The Kenya Investment Authority is only allowed to issue the investment certificate to a potential investor who is willing to stake $ 100,000. The proposed investment plan should be well defined by the investor to provide a clear outline of how the investment is set to benefit the locals. This is with regard to increasing tax generation, job creation for the country’s citizens, improving their technology, and skill development.

The organization mandated with the collection of revenue, Kenya Revenue Authority, further requires an investor residing out of the country.

  • Letter of introduction
  • Pin number of a registered tax agent
  • Kenya Revenue Authority pin application acknowledgment receipt
  • Endorsement letter from the Kenya Investment Authority
  • A valid tax compliance certificate
  • Documentary proof of investment
  • Letter of appointment of the tax agent
  • Certified and colored passport
  • Letter of appointment

There are no special laws that are directed towards any investor. Both local and foreign investors are treated equally. Further information on these legal requirements is fully available on the Immigration Kenya website.
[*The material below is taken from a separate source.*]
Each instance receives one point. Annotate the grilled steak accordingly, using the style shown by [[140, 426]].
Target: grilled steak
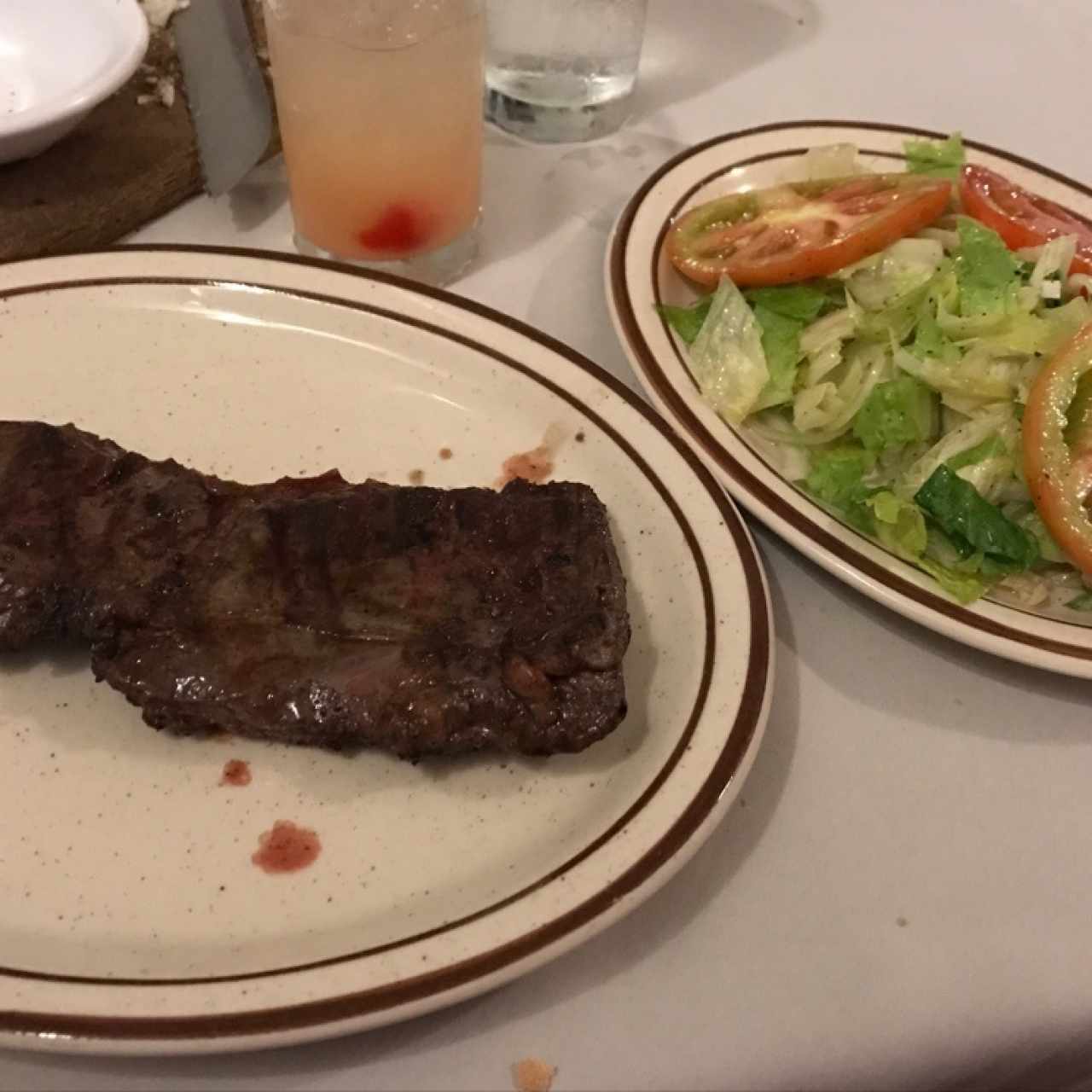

The geographical position of at the cost of the Indian Ocean provides a reliable import and export means through the harbors. This provides the investor with a suitable means of transportation of raw materials and finished goods. Along with the proper and established infrastructure, the products necessary to be moved are easily transported using means like the new standard gauge railway. The government has also been working towards building roads and improving communication systems for conducive business operation environments for the investors. The Kenyan market is also flooded with readily available labor that comes at a reasonable price to help any investors kick-off and succeed. The well-diversified economy should be in a position to accommodate a well-structured plan for proper execution and eventual success.